Gibt es eine Lösung im Steuerstreit? Kiels Regierungschef Peter Harry Carstensen zeigt sich nach einem Spitzentreffen im Kanzleramt optimistisch.
Berlin. Peter Harry Carstensen kann ziemlich dickköpfig sein. Doch nach einem nur knapp zweistündigen Treffen bei seiner Parteifreundin Angela Merkel zeigt Schleswig-Holsteins CDU-Ministerpräsident sich vor dem Tor des Kanzleramts entspannt. „Der Bund will uns nicht alleine lassen“, sagt er lächelnd. „Die Wahrscheinlichkeit einer Zustimmung ist größer als gestern“, deutet der Kieler FDP-Fraktionschef Wolfgang Kubicki an. Die Kanzlerin und Vize-Kanzler Guido Westerwelle (FDP) können also hoffen, dass sie das umstrittene Wachstumsbeschleunigungsgesetz am Freitag durch den Bundesrat bringen. Welche Weihnachtsgeschenke an die Länder dafür fällig werden, ist aber noch offen.
Carstensen betont auch: Noch seien Gespräche nötig. Sein Land steckt in der Schuldenfalle. Der Bund wolle Schleswig-Holstein auf dem Weg der Konsolidierung unterstützen. Ausfälle von 70 Millionen Euro für das Land und 60 Millionen für die Landeskommunen durch die zum Beschluss anstehenden Steuerentlastungen will Carstensen nicht hinnehmen. Das Land hat rund 24 Milliarden Euro Schulden. CDU und FDP im Norden hatten sich im Koalitionsvertrag erst auf schmerzhafte Einschnitte wie die Streichung von 5600 Stellen im öffentlichen Dienst bis 2020 verständigt. Ziel: ein ausgeglichener Haushalt.
Eine Blockade im Bundesrat kann sich Merkel kaum leisten. Das von der Kanzlerin erwünschte Aufbruchssignal für die Konjunktur wäre wohl dahin, wenn erst die Mühlen des Vermittlungsausschusses am Steuerpaket zu mahlen begännen. Doch auch Ländern wie Sachsen, Thüringen, Sachsen-Anhalt oder dem Saarland kommt es nicht zupass, dass die Haushalte der Länder und Kommunen mit Ausfällen von knapp vier Milliarden Euro belastet werden sollen.
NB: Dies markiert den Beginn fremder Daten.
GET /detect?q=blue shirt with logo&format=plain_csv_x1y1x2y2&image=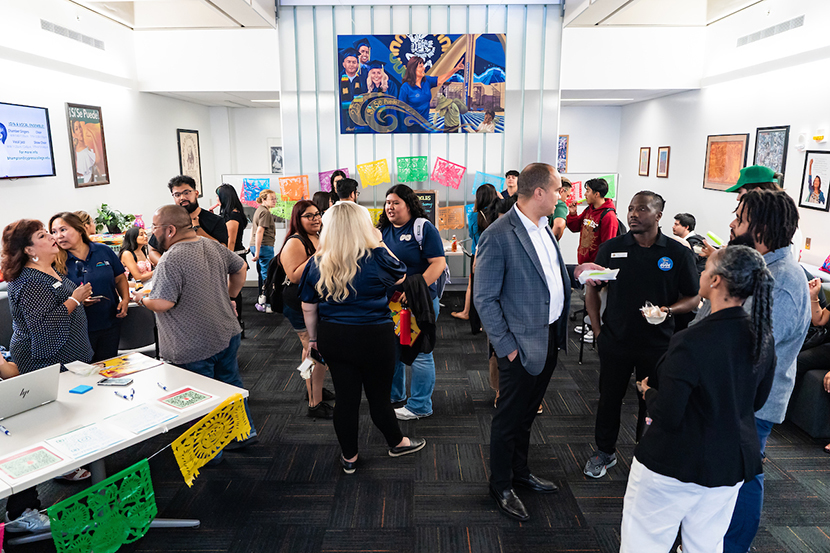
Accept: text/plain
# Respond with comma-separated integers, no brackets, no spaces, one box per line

381,217,444,299
66,242,124,332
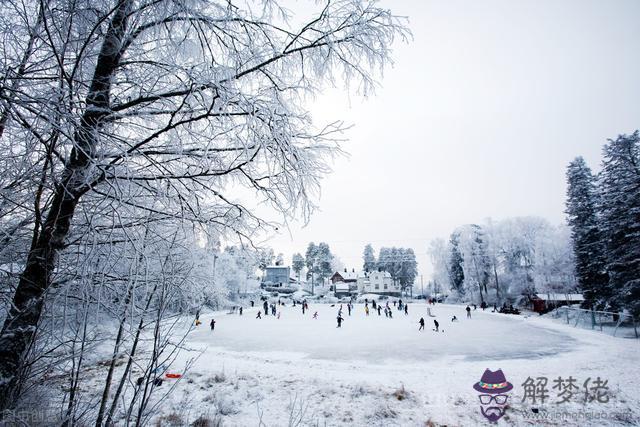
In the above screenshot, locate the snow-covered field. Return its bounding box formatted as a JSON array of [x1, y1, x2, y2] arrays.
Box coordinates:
[[156, 302, 640, 426]]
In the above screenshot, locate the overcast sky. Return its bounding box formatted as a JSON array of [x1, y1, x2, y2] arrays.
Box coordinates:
[[268, 0, 640, 284]]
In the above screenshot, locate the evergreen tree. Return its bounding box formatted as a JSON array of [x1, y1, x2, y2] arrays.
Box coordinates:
[[317, 242, 333, 280], [449, 232, 464, 295], [565, 157, 611, 308], [305, 242, 318, 281], [362, 243, 377, 271], [400, 248, 418, 289], [601, 131, 640, 315], [291, 253, 305, 280]]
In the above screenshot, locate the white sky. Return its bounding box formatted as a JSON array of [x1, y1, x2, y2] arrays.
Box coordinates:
[[267, 0, 640, 285]]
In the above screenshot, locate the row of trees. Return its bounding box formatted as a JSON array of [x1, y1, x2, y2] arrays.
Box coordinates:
[[428, 217, 576, 303], [0, 0, 406, 425], [566, 131, 640, 315]]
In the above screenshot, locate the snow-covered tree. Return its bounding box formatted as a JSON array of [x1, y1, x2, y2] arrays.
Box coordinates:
[[0, 0, 406, 414], [362, 243, 376, 271], [600, 131, 640, 315], [291, 253, 304, 280], [566, 157, 611, 307], [427, 238, 451, 293], [456, 224, 491, 303], [448, 231, 464, 295]]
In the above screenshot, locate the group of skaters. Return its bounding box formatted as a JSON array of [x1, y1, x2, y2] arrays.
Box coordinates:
[[336, 298, 409, 328], [202, 298, 498, 332], [255, 300, 302, 319], [418, 304, 478, 332]]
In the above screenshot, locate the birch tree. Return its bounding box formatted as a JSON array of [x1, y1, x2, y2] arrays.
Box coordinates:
[[0, 0, 407, 414]]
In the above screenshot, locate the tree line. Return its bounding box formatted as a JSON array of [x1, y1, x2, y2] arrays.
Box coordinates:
[[566, 130, 640, 316], [428, 217, 576, 304]]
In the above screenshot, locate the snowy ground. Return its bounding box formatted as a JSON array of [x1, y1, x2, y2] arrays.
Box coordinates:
[[151, 302, 640, 426]]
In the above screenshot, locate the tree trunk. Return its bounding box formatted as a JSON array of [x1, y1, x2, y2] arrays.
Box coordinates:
[[0, 0, 132, 412]]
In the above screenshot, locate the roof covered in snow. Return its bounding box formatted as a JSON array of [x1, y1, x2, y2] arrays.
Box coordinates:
[[333, 270, 361, 280]]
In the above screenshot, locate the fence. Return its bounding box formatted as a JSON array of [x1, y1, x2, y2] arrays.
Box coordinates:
[[551, 306, 638, 338]]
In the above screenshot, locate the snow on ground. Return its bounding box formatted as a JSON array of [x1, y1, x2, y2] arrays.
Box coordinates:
[[156, 302, 640, 426]]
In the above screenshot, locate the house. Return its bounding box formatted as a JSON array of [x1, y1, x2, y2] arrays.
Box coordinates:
[[329, 268, 358, 284], [530, 293, 584, 314], [333, 282, 357, 298], [260, 265, 297, 293], [357, 271, 402, 297], [329, 268, 358, 298]]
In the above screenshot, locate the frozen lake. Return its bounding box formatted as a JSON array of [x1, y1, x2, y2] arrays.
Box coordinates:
[[190, 302, 575, 363]]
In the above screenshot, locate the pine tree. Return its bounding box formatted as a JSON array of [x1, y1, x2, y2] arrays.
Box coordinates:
[[565, 157, 611, 308], [291, 253, 304, 281], [449, 232, 464, 294], [362, 243, 376, 271], [317, 242, 333, 280], [601, 131, 640, 315]]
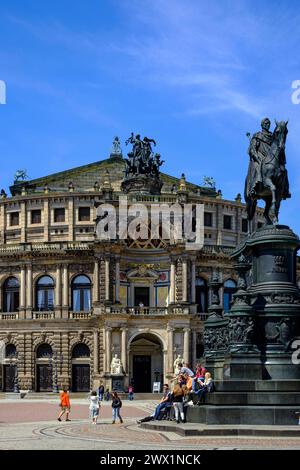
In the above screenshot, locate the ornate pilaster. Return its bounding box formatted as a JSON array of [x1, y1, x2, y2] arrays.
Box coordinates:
[[121, 326, 128, 374], [115, 256, 120, 304], [183, 328, 191, 364], [105, 327, 112, 373], [167, 326, 174, 375], [170, 257, 176, 304]]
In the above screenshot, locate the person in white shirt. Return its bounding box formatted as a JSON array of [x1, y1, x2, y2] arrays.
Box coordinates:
[[89, 392, 100, 424]]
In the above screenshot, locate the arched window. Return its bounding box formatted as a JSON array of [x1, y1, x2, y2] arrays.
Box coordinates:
[[36, 276, 54, 311], [223, 279, 237, 312], [72, 275, 91, 312], [72, 343, 91, 359], [196, 277, 208, 313], [36, 343, 53, 359], [5, 343, 17, 358], [3, 277, 20, 312]]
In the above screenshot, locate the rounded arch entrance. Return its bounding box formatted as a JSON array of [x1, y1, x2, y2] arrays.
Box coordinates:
[[129, 332, 164, 393], [35, 343, 53, 392], [71, 343, 91, 392]]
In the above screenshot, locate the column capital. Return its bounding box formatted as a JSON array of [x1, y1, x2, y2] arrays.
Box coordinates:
[[182, 327, 191, 333], [167, 326, 175, 333]]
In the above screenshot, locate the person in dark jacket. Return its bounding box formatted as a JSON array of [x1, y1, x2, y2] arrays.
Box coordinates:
[[98, 383, 104, 401], [111, 392, 123, 424], [171, 382, 187, 424]]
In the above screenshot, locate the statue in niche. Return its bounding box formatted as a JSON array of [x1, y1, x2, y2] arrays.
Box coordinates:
[[174, 354, 183, 375], [110, 354, 123, 375]]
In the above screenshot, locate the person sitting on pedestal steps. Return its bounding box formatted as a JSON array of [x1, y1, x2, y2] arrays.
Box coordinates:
[[171, 382, 188, 424], [193, 372, 214, 405], [111, 392, 123, 424]]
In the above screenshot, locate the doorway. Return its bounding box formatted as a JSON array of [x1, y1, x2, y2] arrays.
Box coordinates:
[[36, 364, 53, 392], [3, 364, 16, 392], [129, 333, 164, 393], [132, 356, 151, 393], [72, 364, 90, 392], [134, 287, 150, 307]]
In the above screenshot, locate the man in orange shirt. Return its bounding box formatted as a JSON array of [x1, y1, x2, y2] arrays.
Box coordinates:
[[57, 388, 71, 421]]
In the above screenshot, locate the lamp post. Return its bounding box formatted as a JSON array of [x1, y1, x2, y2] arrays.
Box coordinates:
[[11, 352, 23, 393], [49, 351, 63, 393]]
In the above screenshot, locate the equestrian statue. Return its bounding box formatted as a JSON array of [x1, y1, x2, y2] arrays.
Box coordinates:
[[244, 118, 291, 225]]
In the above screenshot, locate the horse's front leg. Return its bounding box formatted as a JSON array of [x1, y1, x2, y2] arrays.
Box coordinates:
[[264, 178, 278, 224]]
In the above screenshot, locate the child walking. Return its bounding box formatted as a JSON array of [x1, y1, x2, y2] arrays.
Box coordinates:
[[111, 392, 123, 424], [57, 388, 71, 421], [89, 392, 100, 424]]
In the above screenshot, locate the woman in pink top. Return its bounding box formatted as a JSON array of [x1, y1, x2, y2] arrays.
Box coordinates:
[[196, 364, 206, 382]]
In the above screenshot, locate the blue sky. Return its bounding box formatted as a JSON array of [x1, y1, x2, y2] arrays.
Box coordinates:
[[0, 0, 300, 229]]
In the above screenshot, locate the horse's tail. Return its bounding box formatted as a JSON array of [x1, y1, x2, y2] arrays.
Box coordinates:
[[245, 195, 257, 221]]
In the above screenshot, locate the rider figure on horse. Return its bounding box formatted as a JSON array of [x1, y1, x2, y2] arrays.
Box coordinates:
[[247, 118, 273, 196], [245, 118, 291, 224]]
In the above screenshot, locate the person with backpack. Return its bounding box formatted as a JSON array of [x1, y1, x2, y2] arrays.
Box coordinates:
[[98, 383, 104, 401], [57, 388, 71, 421], [193, 372, 214, 405], [89, 392, 100, 424], [111, 392, 123, 424], [128, 385, 133, 401], [171, 382, 188, 424]]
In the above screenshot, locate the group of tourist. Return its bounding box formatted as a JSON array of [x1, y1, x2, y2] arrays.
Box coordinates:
[[57, 385, 123, 424], [57, 363, 214, 424], [138, 363, 214, 424]]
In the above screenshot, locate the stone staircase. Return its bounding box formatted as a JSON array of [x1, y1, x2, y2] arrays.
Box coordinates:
[[187, 380, 300, 425]]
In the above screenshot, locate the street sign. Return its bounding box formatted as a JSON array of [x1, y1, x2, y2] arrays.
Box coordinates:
[[152, 382, 160, 393], [0, 340, 5, 364]]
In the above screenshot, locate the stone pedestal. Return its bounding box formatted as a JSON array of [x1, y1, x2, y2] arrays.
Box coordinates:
[[111, 374, 124, 393], [202, 225, 300, 425], [226, 225, 300, 380], [122, 174, 163, 194]]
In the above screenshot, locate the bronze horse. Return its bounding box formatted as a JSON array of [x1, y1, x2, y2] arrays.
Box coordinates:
[[244, 121, 291, 225]]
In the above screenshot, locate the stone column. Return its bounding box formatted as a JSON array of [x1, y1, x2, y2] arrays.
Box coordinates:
[[20, 202, 27, 243], [93, 259, 99, 302], [62, 264, 69, 318], [170, 258, 175, 304], [44, 199, 50, 242], [121, 326, 128, 374], [192, 330, 197, 370], [105, 257, 110, 302], [105, 327, 111, 373], [183, 328, 190, 363], [20, 266, 26, 310], [94, 331, 99, 375], [55, 264, 61, 308], [68, 196, 74, 242], [167, 327, 174, 374], [26, 265, 33, 318], [182, 258, 188, 302], [191, 259, 196, 304], [115, 257, 120, 304]]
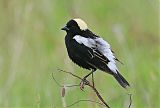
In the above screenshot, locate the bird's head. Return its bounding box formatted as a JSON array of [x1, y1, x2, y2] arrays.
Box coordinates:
[[61, 18, 88, 34]]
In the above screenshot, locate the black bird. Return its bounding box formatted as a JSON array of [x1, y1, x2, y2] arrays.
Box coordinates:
[[61, 18, 129, 88]]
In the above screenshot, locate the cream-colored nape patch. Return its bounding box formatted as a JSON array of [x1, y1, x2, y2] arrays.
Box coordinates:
[[73, 18, 88, 30]]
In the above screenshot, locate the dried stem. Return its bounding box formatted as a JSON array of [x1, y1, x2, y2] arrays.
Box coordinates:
[[52, 69, 132, 108], [54, 69, 110, 108]]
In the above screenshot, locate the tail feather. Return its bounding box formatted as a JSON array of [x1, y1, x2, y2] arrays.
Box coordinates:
[[113, 72, 130, 88]]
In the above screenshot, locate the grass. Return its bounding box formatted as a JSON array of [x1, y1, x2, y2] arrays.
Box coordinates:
[[0, 0, 160, 108]]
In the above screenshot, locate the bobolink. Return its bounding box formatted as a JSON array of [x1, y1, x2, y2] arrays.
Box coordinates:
[[61, 18, 129, 88]]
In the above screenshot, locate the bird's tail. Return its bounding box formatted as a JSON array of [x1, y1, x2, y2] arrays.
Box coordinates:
[[113, 72, 130, 88]]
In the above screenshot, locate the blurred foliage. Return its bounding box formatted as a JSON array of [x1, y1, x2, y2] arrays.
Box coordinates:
[[0, 0, 160, 108]]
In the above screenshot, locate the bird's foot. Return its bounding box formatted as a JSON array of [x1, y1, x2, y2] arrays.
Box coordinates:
[[80, 78, 89, 91]]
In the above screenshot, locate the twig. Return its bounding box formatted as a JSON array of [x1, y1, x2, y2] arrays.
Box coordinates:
[[128, 94, 132, 108], [58, 69, 110, 108], [66, 100, 105, 107]]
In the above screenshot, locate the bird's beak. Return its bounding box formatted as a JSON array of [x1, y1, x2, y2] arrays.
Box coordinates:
[[61, 26, 69, 31]]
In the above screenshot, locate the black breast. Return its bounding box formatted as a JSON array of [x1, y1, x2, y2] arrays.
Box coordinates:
[[65, 35, 95, 70]]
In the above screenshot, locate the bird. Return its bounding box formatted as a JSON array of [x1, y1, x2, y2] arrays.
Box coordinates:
[[61, 18, 130, 88]]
Eine Sonderrolle Schleswig-Holsteins, gar einer „Lex Carstensen“ (Baden-Württembergs Noch-Regierungschef Günther Oettinger), soll es nun definitiv nicht geben. Details sind zwar noch unklar. Doch die Bundesregierung will ärmeren Ländern wohl bei der Umsetzung der Schuldenbremse ab 2011 verstärkt unter die Arme greifen. Bisher erhalten sie aus einem von Bund und Ländern finanzierten Fonds Hilfen. Ausverhandelt ist noch nichts. Beim Bildungsgipfel trifft Merkel am Mittwoch mit der gesamten Runde der Ministerpräsidenten zusammen – auch das Steuerpaket dürfte zur Sprache kommen.
Und das Entlastungspaket 2011 dürfte nach verbreiteter Meinung noch für reichlich Zoff sorgen, angesichts dessen die zurückliegenden Carstensen-Intervention noch als gemütlicher Adventskaffee in Erinnerung bleiben dürfte. Am besten solle die Koalition doch ihre gesamte Steueragenda stoppen, fordert SPD-Chef Sigmar Gabriel flux noch einmal. „Wir haben kein Geld für Schulen, kein Geld für Kindergärten, kein Geld für Universitäten“, sagt er, „aber wir machen hier Steuergeschenke, die völlig sinnlos sind und die auch kein Wachstum schaffen.“
Steht die Koalition vor einem mehr oder minder geordneten Rückzug ihres Kurses, trotz Haushaltsnöten mit enormen Steuersenkungen Wachstum erzeugen zu wollen? FDP-Wirtschaftsminister Rainer Brüderle stellt per Interview klar, die Steuerentlastung sei für die FDP nicht verhandelbar. Und sein Ministerium weist Berichte weit von sich, dass intern die Pläne bereits abgespeckt würden.